How perfect that Ivo’s last signing at 4AD was someone whose mental fragility couldn’t make enough sense of the business of music. ‘I like obscurity. It’s underrated,’ concludes Miller, adding, ‘There are too many records out there. Some of them are great. Bands have creative differences and split, solo artists isolate and go nuts. I don’t regret leaving.’
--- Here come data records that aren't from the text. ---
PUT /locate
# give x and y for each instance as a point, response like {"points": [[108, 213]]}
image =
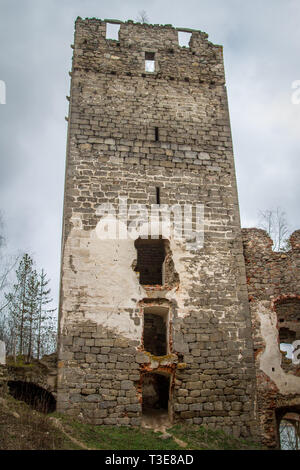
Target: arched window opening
{"points": [[156, 337], [36, 397]]}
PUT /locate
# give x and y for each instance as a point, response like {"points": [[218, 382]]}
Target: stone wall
{"points": [[273, 280], [114, 151]]}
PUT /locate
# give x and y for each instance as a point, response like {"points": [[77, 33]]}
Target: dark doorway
{"points": [[155, 392], [36, 397], [150, 258]]}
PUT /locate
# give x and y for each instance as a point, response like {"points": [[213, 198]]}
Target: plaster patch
{"points": [[270, 359]]}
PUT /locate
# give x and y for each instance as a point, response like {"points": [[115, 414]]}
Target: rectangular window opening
{"points": [[184, 39], [112, 31], [155, 394], [150, 258], [149, 62], [157, 195]]}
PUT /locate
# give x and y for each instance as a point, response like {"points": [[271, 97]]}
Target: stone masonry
{"points": [[273, 280], [137, 134]]}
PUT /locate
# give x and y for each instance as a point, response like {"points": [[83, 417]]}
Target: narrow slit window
{"points": [[112, 31], [184, 39], [157, 195], [155, 332], [149, 62]]}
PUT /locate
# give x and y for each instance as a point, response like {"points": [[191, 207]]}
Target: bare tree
{"points": [[7, 264], [142, 17], [275, 223]]}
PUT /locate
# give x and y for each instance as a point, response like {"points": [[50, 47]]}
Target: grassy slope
{"points": [[21, 428]]}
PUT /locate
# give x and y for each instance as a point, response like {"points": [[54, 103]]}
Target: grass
{"points": [[203, 438], [22, 428]]}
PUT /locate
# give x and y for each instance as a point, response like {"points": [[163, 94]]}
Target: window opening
{"points": [[155, 330], [150, 258], [149, 62], [157, 195], [184, 39], [112, 31]]}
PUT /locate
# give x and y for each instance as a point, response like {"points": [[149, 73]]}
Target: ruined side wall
{"points": [[273, 280], [114, 108]]}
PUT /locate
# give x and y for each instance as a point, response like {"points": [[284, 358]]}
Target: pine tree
{"points": [[32, 311], [18, 299], [44, 314]]}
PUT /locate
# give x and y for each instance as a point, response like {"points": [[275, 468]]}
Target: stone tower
{"points": [[152, 324]]}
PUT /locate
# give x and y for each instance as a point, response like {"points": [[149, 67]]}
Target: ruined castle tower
{"points": [[157, 324]]}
The same year saw Lisa Gerrard’s departure after twenty-two years on the label. In 2002, 4AD had released her soundtrack to the film Whale Rider, a widely successful (and independently released) magic-realist saga based around Maori culture, and Immortal Memory followed in 2004. It was her first original album in six years, recorded with a new collaborator, Irish classical composer Patrick Cassidy. ‘4AD after Ivo was like someone had lifted up the house and put a new one on top, and you don’t know where anything is. I decided to see out my agreement, and that was it.’
So where was Ivo during these developments? Having twice failed to buy land in the Santa Fe region on a neighbouring ridge to where he’d first searched, he had purchased a plot of ten acres in 2000, initiated building in August 2001 and taken possession of his new house in June 2002. The stress of 4AD had gone, but not the clinical depression. Despite a couple of moments of clarity where he’d considered making music again, to the point of sending out tapes of cover versions to a couple of people, ‘I couldn’t go through with it,’ he recalls. ‘In any case, I haven’t had an original idea for years. Just like so much modern music.’
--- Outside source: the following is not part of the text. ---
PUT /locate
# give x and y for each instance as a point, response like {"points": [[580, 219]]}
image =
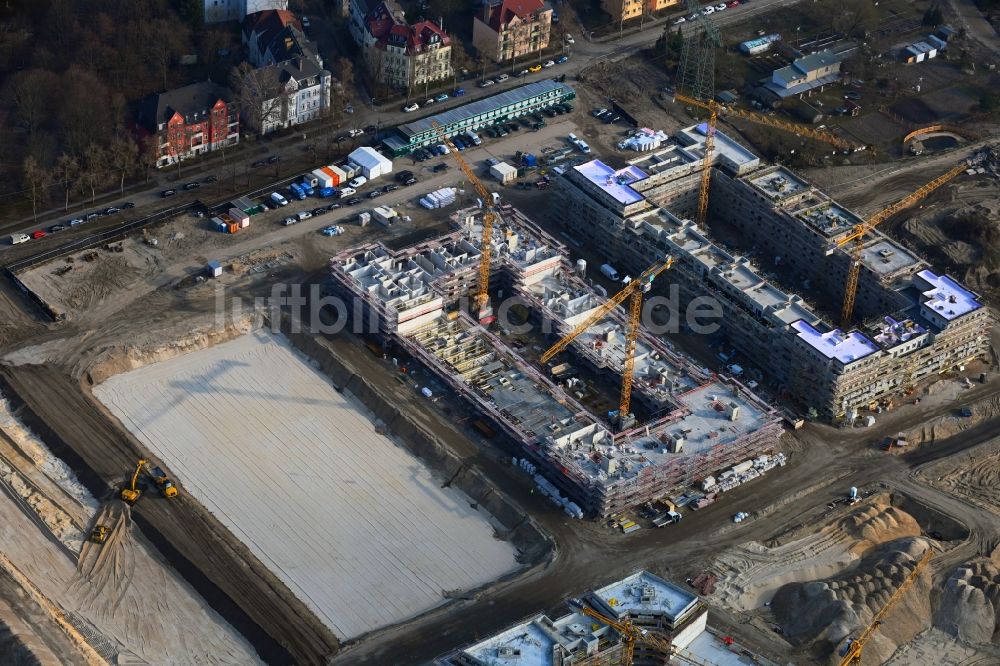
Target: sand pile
{"points": [[970, 603], [825, 613], [879, 523]]}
Considerate towards 4AD’s legacy and aware its founder’s aura still hovered over Alma Road, Ed Horrox kept in touch with Ivo, posting him compilations. ‘It was mostly unsigned, emerging little bands, and he [Ivo] would write most of them off. He’d say, “Twelve of those thirteen tracks were shit, but I really like that Shins song”.’
In 2001, when Horrox flew toTexas to see XL signings The White Stripes at the South By Southwest festival, he paid Ivo a visit: ‘It felt like I was visiting the guru. I was looking at a fire that was nearly out, but nurturing the embers … and I wanted to say hello, music fan to music fan. We mostly talked about old music, like Spirit, Steve Miller, Judy Henske, or about dogs, but never about how or why things had tailed off for him. He even gave the impression he wasn’t listening to music.’
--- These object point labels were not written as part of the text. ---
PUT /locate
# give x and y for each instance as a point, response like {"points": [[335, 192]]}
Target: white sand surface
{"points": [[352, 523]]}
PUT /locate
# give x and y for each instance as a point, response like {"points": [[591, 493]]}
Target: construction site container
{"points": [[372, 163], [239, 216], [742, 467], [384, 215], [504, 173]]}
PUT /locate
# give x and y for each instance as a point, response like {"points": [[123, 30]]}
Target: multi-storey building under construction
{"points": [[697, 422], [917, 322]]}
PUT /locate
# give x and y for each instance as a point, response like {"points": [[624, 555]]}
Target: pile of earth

Horrox didn’t even get a positive r
eaction to Blonde Redhead’s brilliant 2004 album Misery Is A Butterfly, despite the New York-based trio’s inventive twist on the dream-pop dynamic. Japanese singer Kazu Makino and Italian twin brothers Amedeo and Simone Pace had had roots in a noisier dissonance – early albums were released on Sonic Youth drummer Steve Shelley’s label Smells Like. But by the time they signed to 4AD, they were mining a more concentrated, swooning sound, part vintage shoegaze in the style of Lush (especially ‘Equus’) and part baroque Gallic pop in the style of Serge Gainsbourg’s Sixties classic Histoire De Melody Nelson. Makino was a Lush, Cocteau Twins and This Mortal Coil fan. ‘Those people made the kind of records you had to make a choice to listen to,’ she explains. ‘I’d never imagined I had what it took to make a record like that, with that kind of conviction.’
‘Misery Is A Butterfly was the first time we felt we were making a step forward,’ says Chris Sharp. ‘It opened 4AD up to America again, which led directly to TV On The Radio, which was another step up – the hottest band on the planet – and we could be taken seriously again. Things began to accelerate.’
Brookyn-based multi-racial quintet TV On The Radio had released its debut EP Young Liars in 2003 on the US indie Touch & Go. The record had infused art rock with a funk/soul perspective, and had original ideas: the EP’s hidden track, for example, was an a cappella version of Pixies’ ‘Mr Greaves’. ‘It was the first thing I sent Ivo that he freaked out about,’ says Horrox. ‘I thought, fucking hell, wow, something’s going on here.’